While I moved through the room, the floorboards sighed all around me. The building’s materials came from disassembled military barracks after World War 2—swords crafted into something more peaceable—and even after all these years the foundation is still settling into the boggy ground beneath it. Things that look still, even dead, can be quite pliable in their depths.
Exactly a year ago, I admitted to myself that this church, Ephesus Baptist—founded in Chapel Hill, North Carolina in 1891—had died. The church’s life followed the pattern of many American churches, swelling and splitting through the decades, ultimately dwindling to a handful of people whose backs ached. When they called me as their pastor four years ago, they hoped that hiring a young minister would attract other young people. I hoped they were right.
For my first three years, I pastored the way I was taught to pastor: building consensus by mediating between extremes, working gradually to make subtle changes, facilitating outreach events that the congregation could participate in so that my work involved spurring on other peoples’ gifts. This failed.
As I performed funeral after funeral, it became apparent that the church would not thrive by subtle modulations of the status quo. New life would require an apocalypse, a eucatastrophe, a death followed by, God willing, a resurrection. This is the way of things.
Last November, I told our leadership that I thought we had three options for how to move forward: we could close; we could merge with a church plant; or we could re-start, honoring where we’ve seen God at work through the years but then closing the doors and inviting neighbors to come build a new church out of what remains here. In January, Ephesus’ members voted to pursue this last option.

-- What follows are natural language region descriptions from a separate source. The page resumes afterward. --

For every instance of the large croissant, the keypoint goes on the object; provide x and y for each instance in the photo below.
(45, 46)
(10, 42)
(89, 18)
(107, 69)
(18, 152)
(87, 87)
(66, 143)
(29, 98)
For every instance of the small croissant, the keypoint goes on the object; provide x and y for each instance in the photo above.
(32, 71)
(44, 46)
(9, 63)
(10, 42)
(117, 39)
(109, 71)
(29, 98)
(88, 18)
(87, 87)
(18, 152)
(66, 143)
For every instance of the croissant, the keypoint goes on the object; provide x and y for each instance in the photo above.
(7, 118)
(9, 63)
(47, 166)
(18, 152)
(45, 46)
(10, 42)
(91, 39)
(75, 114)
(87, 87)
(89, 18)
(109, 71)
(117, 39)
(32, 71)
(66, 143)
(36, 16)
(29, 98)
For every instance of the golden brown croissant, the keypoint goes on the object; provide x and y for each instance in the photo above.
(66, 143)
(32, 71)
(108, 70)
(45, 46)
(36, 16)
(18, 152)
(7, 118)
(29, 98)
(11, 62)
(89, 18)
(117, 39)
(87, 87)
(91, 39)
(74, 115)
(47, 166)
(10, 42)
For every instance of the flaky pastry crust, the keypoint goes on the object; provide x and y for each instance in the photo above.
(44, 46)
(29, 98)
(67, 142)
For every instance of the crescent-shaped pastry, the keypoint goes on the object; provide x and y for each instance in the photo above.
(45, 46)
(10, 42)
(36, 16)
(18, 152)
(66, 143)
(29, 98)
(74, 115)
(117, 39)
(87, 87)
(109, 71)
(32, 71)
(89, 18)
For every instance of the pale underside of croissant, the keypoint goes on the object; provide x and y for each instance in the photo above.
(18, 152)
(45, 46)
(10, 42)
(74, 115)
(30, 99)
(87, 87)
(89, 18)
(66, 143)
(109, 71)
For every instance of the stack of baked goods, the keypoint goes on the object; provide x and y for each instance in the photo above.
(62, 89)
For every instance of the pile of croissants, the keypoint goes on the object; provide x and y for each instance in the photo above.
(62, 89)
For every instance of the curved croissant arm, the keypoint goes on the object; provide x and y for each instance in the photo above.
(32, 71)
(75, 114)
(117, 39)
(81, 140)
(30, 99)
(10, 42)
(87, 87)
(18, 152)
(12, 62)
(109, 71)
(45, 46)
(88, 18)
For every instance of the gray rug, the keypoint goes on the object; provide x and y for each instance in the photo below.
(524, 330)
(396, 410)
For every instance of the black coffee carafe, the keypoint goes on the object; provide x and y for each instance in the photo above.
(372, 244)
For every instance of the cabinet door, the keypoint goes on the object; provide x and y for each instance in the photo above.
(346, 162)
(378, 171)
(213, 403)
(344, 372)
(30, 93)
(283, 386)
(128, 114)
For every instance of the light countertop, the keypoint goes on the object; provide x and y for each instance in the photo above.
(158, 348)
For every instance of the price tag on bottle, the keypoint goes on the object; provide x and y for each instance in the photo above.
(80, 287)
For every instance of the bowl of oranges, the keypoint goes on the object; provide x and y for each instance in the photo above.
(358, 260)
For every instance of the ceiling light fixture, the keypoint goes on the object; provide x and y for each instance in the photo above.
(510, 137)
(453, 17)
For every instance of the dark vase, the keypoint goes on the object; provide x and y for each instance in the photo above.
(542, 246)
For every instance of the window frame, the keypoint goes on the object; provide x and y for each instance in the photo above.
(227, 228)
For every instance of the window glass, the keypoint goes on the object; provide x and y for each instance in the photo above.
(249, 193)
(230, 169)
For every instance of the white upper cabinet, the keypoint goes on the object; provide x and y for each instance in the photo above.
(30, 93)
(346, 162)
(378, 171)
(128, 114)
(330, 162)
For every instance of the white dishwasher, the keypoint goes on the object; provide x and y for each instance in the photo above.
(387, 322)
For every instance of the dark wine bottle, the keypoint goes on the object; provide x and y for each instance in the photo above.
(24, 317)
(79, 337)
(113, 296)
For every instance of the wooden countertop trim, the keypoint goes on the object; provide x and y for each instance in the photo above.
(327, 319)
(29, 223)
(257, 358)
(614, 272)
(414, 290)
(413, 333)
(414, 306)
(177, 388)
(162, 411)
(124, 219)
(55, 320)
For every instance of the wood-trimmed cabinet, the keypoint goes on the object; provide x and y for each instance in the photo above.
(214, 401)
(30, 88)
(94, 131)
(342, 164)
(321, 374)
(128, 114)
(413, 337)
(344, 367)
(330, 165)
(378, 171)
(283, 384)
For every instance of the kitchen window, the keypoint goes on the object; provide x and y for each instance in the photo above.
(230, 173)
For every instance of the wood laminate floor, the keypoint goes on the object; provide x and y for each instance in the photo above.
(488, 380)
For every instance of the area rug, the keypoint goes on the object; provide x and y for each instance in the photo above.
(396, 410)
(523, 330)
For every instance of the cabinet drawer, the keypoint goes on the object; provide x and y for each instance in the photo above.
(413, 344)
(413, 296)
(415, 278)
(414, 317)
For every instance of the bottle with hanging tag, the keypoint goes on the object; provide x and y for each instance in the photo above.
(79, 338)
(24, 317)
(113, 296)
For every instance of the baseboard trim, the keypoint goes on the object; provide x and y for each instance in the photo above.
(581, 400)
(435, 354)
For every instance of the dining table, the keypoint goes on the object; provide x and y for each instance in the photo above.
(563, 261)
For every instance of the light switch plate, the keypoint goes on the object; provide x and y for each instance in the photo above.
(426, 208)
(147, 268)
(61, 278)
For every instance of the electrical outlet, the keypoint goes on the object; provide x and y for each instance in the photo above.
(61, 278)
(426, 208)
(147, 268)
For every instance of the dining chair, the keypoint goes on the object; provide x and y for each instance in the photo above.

Through the spring, we spent time remembering what had been good at Ephesus and being honest about what could have been better. We called John Thornton and Heather Folliard to form a team of co-pastors, each having authority in the areas of our gifts. We called a Cooperative Council made up of both longtime members and new friends who were excited about building something. We went through the CBF Church Starting Initiative’s Online Church Start Discernment Cohort and Exploratory Conference.
Over those months, we came to realize that Ephesus had served a world where many people had extra time and money they could devote to a country club, a civic organization, or a church, whereas today most people we know live more precariously, moving often for work, driving for Uber to make ends meet, foregoing having kids because they can’t afford it. We began to imagine a church that stood in solidarity with working people, where we didn’t have to be ashamed of our material struggles, where we could join together to pay off each other’s debts.
We heard God calling us to start a church that was a place of Jubilee. In the Bible, the Jubilee is a disruption of the status quo, a re-ordering of class relations, an unveiling of God’s judgement on injustice and God’s care for the lowly. That sounded like good news.
On Easter Sunday, Ephesus Baptist Church died. Over the Summer, we met for brunches and book studies, and did the unglamorous work of renovating structures (floors and by-laws). On Sunday mornings the sanctuary was still. But sometimes things that look still, even dead, can be quite active in their depths. From the rubble of Ephesus, God’s Spirit gave us the materials to make something new.
So, this past Sunday, I was not alone in the sanctuary for long. The band started warming up and their song filled the creaking space: “Every ditch and valley will be raised up, every hill and mountain will be laid low. Every rugged place shall be made flat, and everybody shall see the glory of the Lord!” I stood in the front of the sanctuary, wondering “Will anyone come?” and then, fifteen minutes later, “Will there be enough room?” The room filled and the music swelled and we worshipped.
Four months after Ephesus died, I saw longtime members of the church smiling as they stood and sang next to new friends we’d never seen before. Ephesus Baptist Church died, but on Sunday, the first day of the week, Jubilee Baptist Church rose to walk in newness of life. Thanks be to God.
Kevin Georgas was commissioned as a CBF church starter at the 2019 General Assembly in Birmingham in June. Kevin is a graduate of Baylor University and Duke Divinity School. He’s serves as Co-pastor of Worship and Teaching at Jubilee Baptist Church in Chapel Hill, N.C.